Some think that these are all good developments. The belief goes something like this. “A lot of bad stuff happened in the past. Some of it occurred because people lived by the wrong truths – like ‘one race is superior to all others.’ Therefore, we must get rid of those wrong truths and replace them with the new truths we’ve discovered for the good of everyone.”
This sounds inviting. It assumes that truth is something that humanity shapes and molds as it goes through history. But what if that assumption is wrong? What if truth and reality are outside of us? If that’s the case, then we must look at the past and present differently. We must evaluate whether our ancestors lived according to truth or lies. We might find that in some cases they lived according to truth and reality.

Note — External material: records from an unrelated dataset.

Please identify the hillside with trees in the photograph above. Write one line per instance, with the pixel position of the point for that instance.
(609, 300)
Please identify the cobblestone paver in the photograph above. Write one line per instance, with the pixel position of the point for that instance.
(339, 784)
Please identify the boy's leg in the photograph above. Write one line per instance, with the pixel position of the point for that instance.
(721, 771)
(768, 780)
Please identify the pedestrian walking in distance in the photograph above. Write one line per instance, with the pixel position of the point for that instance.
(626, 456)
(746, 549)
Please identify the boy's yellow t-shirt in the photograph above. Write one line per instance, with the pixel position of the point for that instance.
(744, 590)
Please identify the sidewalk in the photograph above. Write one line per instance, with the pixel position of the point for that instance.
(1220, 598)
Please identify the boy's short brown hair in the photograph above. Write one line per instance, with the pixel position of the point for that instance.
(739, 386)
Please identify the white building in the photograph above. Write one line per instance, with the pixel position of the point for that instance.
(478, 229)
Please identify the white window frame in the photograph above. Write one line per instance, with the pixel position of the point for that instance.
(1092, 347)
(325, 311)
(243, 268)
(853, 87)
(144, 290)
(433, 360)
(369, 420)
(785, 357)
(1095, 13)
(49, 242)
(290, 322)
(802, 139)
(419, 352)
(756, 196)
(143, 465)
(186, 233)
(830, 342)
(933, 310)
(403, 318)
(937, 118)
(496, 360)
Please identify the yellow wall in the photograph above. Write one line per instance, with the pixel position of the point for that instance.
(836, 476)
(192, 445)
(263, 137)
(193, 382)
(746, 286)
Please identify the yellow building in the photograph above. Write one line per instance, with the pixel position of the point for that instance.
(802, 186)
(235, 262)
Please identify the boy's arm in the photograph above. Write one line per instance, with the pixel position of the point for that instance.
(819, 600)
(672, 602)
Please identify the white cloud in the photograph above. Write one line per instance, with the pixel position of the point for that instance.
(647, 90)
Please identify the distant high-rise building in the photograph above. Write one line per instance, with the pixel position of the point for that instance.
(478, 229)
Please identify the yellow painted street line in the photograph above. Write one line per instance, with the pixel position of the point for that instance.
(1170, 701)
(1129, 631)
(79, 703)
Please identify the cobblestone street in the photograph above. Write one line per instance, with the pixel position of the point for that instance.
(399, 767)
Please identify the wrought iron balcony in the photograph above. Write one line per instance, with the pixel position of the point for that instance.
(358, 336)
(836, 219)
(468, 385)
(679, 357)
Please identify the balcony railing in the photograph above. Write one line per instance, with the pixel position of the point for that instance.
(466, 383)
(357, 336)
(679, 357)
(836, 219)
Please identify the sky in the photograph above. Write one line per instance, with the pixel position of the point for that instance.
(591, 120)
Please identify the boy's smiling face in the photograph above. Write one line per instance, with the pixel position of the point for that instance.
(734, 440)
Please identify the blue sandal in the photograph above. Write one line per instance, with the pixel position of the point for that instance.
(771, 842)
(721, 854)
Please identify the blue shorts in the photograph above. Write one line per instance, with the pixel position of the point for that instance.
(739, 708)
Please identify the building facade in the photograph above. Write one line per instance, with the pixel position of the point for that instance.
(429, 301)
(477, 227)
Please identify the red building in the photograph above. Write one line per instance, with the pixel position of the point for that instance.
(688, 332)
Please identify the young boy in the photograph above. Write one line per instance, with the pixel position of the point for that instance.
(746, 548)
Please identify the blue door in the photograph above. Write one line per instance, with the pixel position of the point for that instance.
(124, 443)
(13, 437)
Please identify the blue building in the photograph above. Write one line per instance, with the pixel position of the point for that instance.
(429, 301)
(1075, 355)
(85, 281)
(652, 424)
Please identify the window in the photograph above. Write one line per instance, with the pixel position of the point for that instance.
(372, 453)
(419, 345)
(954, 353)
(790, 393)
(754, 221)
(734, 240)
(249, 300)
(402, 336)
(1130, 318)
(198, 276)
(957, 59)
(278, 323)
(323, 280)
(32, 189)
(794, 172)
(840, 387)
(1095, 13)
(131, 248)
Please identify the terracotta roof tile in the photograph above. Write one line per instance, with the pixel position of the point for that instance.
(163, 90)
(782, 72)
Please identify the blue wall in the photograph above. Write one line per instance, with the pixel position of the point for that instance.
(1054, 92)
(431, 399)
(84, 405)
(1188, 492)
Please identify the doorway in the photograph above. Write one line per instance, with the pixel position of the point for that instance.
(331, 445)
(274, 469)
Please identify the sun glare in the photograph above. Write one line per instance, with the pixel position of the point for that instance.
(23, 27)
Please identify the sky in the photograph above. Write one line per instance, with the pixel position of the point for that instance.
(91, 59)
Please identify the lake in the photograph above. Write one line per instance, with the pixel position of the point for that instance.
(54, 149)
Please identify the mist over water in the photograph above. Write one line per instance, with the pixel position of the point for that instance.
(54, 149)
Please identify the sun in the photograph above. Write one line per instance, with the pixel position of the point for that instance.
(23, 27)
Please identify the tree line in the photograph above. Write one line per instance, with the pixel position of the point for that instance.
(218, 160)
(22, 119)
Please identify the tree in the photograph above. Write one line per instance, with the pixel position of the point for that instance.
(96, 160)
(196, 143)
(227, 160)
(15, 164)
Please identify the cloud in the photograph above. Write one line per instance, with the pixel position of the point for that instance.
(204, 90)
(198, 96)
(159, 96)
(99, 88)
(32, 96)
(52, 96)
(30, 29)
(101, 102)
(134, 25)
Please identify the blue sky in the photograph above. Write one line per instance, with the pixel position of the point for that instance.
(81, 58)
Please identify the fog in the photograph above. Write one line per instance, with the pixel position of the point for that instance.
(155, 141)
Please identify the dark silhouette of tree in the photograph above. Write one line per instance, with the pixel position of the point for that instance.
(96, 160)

They planted their crops in the Spring because they learned that if you planted in the Fall, your crops would freeze before they reached maturity. But some also lived according lies or unreality - as if the color of one’s skin determined class and standing in society. Most people today would agree with the truth that we are all equally part of humanity.
So our ancestors lived according to truth and reality in some areas. They lived according to lies and unreality in other areas. Might this also describe us?
Yet the response might be, “Why can’t we all just live according to our own truth and leave each other alone. What’s true for you is true for you. What’s true for me is true for me. Let’s leave it at that and tolerate each other.”
Well, consider these claims. The holocaust happened. The Nazis build concentration camps and gas chambers to exterminate Jews and other opponents to their ideology. Most people would say the evidence and historical record reveals the truth of these claims. We call those who reject this evidence “holocaust deniers” or “truth deniers.”
But here’s the bigger question. How would you classify the Nazi’s acts morally? How about “evil?” But if you met a devoted Nazi in Auschwitz in 1943, they would not say they did evil. They were doing “good” to make room for the master race. Does “what’s true for you is true for you and what’s true for me is true for me” work in this context? The only way we can resolve this is to acknowledge that there IS such a thing as good and evil; truth and lies; Reality and unreality. These are outside of us not something within us to be discovered. If that’s the case, the next question is where do we discover truth that conforms to reality?
I would suggest we check out one person who can answer that question for all of us. His name is Jesus Christ – the Way, the Truth and the Life.
"Jesus said to him, “I am the Way, and the Truth, and the Life.
No one comes to the Father except through Me.""
~ John 14:6 ~
I was talking to my nephew this summer and was greatly saddened to witness how the philosophy of "this is my truth" is very prevalent in the younger generation. He said he was a Christian because he believes in God but he doesn't believe that Jesus was God. His reasoning went like this: If Jesus was God how could he ask God to "take the cup from him" he should have been fully aware of God's vision if he was fully God". So Jesus is merely a prophet.
My response was "Jesus is the way the truth and the life. No one knows the Father except through me". It's a scary world if Truth is subjective.